António Freitas Cruz, in Jornal de Notícias
Pertence à sabedoria de bolso a certeza de que a saúde de uma sociedade assenta em dois pilares fundamentais: a Educação e a Justiça. Acontece que, em Portugal, estes pilares só raramente, e por pouco tempo, obtiveram o estatuto de objectivos primordiais. Dos governantes e da comunidade.
Não apenas nos nossos dias, mas desde sempre: a missão de construir uma base cultural não paga "juros imediatos" e, por isso, também não atrai. Pelo contrário, cidadãos bem formados tendem a pensar pelas suas cabeças -- e nem todos os governantes gostam disso…

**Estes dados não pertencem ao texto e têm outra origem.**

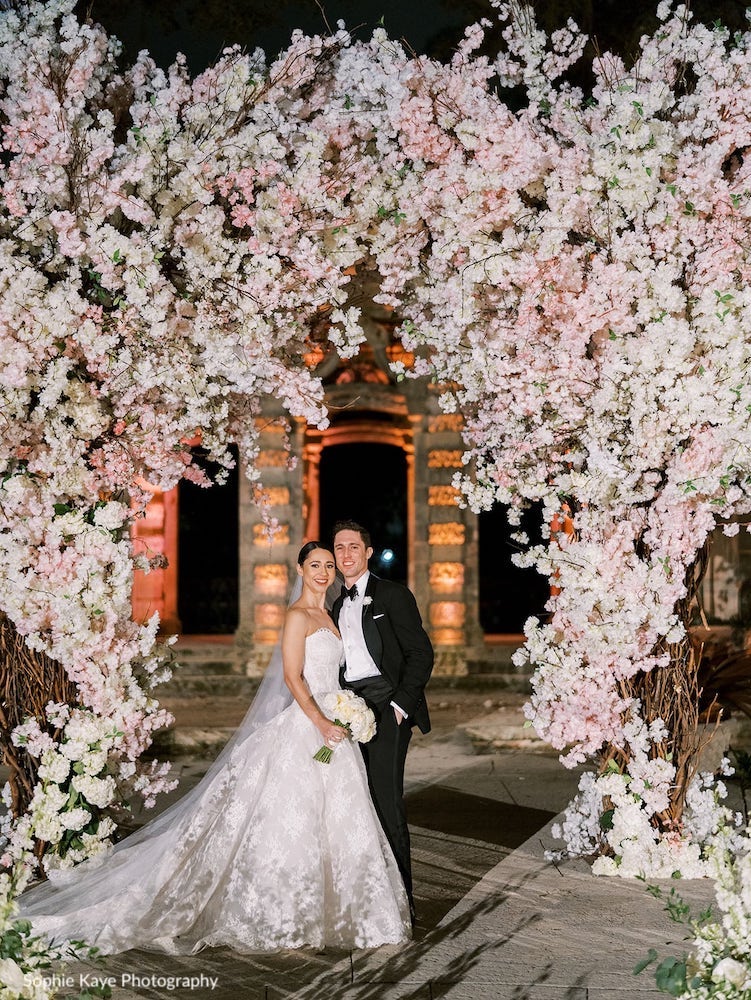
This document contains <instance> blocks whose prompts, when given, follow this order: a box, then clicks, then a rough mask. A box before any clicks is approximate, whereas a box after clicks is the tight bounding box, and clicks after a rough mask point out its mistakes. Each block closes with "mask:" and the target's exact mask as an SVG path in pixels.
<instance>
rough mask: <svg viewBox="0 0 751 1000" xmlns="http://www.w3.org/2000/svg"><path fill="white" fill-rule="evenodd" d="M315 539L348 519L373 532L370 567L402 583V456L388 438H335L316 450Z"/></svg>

Hoje em dia, estes pilares estão muito doentes: do lado da Educação há uma atitude completamente enganosa, mesmo a atirar para a especulação grosseira; do lado da Justiça, um ror de preconceitos recheados de segundos sentidos. Estas teimosas posições ameaçam atrasar por muitos anos quaisquer esforços de regeneração.
Não é preciso ser especialista para assim pensar. E para assim temer. A euforia desmesurada com os resultados escolares, só compreensível em termos de propaganda, seria caso para rir se não fosse antes motivo de choro. Saber-se de alunos que passam de ano com seis e até sete notas negativas e ver a festança pública da ministra (e, até, do primeiro-ministro!) é um triste espectáculo: afinal, as más notas deveriam ser para eles. E não é despejando computadores em cima dos estudantes (mesmo que eles, os computadores, fossem portugueses…) que se mascara o facilitismo. Este estilo só conta para a ambição estatística que a realidade se encarregará de esvaziar. E já nem refiro o doce engano das novas oportunidades…
De Justiça nem vale a pena falar quando se fazem reformas que cada vez mais a têm impedido. Poupa-se nas prisões… prendendo menos. Julga-se tarde e a más horas. Deixam-se suspeitos em liberdade, o que instala o sentimento da impunidade. Todos os dias os jornais se enchem de notícias que só podem ser motivo de escândalo para o cidadão comum. E os julgamentos passaram para a praça pública, com total desprezo pelas regras, a começar na presunção de inocência.